The place was packed; there were no free tables. “Mind if we join you?” asked my brother, but turned away to grab a seat from another table before they could answer. Not that Bear, or his companion weasel, seemed to mind. It's not a place you go for a private tete-a-tete, Sufficient Grounds.
I pulled up a chair, bumping one of the legs on a motorcycle helmet. "Let me get that out of your way," he said, bending down to tuck it under his seat. Considerate.
As he straightened up again, his eyes travelled up my body. Subtle.
His gaze reached my face, and he realised I'd noticed. He had the good grace to blush, but his eyes twinkled. Honest.
Ian and I chatted for a while, before the conversation became general. As the four of us talked, I realised the weasel was a troll. He expounded some elaborate theory about September 11, ignoring all input, deaf to disagreement. Ian, who hates conflict, left to smoke a cigarette and chat to the less argumentative people outside. Bear left too, and I was trapped. I offered to agree to disagree. The weasel trolled onward. I considered gnawing off my leg, but looked out the window instead.
Bear was standing outside the cafe, watching me, finishing a cigarette. I must have looked as desperate as I felt, because he came back inside and turned the conversation with soft-voiced, implacable persistence. The weasel finally gave up and left, and Ian rejoined us. We talked the rest of the evening, a three-cornered chat that ranged from computers to truck driving to children. Bear and I compared tattoos, and joined forces to gross Ian out. We all laughed a lot.
And in between the words, I got to know him. Bear was an unhappy optimist, divorced from one woman, separated from his beloved toddler son by another, entangled with the boy's lesbian mother. I felt almost guilty, describing my own baby, asleep at home, and the happy marriage that produced her.

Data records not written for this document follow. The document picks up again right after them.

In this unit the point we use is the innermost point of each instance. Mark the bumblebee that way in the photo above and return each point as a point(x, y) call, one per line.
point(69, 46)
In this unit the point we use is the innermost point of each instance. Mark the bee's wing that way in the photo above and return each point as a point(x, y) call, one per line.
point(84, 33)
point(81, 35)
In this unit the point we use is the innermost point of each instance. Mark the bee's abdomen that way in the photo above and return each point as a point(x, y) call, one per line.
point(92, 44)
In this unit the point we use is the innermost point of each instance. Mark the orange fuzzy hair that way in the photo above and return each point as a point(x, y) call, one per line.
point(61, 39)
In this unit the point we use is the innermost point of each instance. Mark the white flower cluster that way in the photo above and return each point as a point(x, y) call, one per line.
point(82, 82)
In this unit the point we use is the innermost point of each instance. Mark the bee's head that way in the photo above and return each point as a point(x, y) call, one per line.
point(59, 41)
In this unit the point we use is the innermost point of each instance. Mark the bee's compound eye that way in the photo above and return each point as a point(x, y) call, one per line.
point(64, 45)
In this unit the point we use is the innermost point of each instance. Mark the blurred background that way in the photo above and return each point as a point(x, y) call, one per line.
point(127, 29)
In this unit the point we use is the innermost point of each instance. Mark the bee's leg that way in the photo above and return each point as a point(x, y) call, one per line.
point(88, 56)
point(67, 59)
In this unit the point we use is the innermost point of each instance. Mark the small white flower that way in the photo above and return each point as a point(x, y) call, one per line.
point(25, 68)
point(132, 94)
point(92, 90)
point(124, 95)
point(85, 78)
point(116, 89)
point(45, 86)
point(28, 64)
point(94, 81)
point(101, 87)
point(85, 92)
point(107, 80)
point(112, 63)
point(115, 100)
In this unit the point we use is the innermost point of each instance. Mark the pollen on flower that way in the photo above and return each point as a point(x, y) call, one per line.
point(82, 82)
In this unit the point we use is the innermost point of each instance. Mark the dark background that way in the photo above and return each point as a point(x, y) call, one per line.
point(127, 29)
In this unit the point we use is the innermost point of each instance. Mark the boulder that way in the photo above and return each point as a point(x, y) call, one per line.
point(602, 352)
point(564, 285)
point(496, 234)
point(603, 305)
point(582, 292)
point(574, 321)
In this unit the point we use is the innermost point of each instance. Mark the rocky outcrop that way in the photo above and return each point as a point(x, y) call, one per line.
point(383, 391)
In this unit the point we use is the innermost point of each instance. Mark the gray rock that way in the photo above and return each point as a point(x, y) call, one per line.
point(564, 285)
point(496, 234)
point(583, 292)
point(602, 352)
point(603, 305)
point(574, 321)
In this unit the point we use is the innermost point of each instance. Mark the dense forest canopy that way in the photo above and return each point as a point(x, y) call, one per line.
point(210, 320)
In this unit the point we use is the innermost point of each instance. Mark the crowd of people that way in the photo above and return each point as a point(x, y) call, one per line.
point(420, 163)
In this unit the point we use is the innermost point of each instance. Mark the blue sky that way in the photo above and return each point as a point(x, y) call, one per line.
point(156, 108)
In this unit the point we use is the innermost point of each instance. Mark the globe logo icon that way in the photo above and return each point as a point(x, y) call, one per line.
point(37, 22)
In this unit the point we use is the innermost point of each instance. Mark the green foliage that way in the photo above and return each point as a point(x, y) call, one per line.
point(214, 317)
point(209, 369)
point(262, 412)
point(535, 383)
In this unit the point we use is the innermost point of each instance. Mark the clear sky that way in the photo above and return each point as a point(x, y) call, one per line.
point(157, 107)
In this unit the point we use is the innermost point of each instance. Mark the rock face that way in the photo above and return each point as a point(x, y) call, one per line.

Another round of coffee, and we all moved outside so the smokers could indulge. Walking through the door as he held it open, I felt a sudden rush of physical attraction to this mountain of a man. The conversation outside was electric: fast, funny, wide ranging, and sociable. People kept stopping by the table to chat with my companions. We were the center of a whirlpool of activity.
Then Ian wandered off to speak to a couple of paramedics he knew, and the two of us sat in silence. Bear took a deep drag of his cigarette, held his breath for a moment, and blew out a lungful of smoke. "You sound really happy," he said.
"I am really happy. It's been a good year. I have a good life."
He looked at me with his blue, blue eyes, and I saw his soul in them. "If it ever goes sour..." he said, but didn't finish the sentence, didn't make the offer, didn't quite take the risk.
I met him halfway, neither lying nor telling the truth. "I'll look you up." A promise I won't keep, a gift I could afford to give. He nodded.
Ian came back, and we left soon afterwards. I shook Bear's hand once more while Ian lit his last cigarette. We didn't say anything much; the important stuff was already past.
I didn't sleep much that night, but lay in bed shivering for hours. Was it the caffeine? The cold? Or the memory of what might have been?
He wasn't my soulmate. If I have such a thing as a soulmate, I am married to him. But Bear needed to believe that night that I was his, or one of his. He needed to know that happiness was possible. I hope he treasures the memory of me, as I do of him.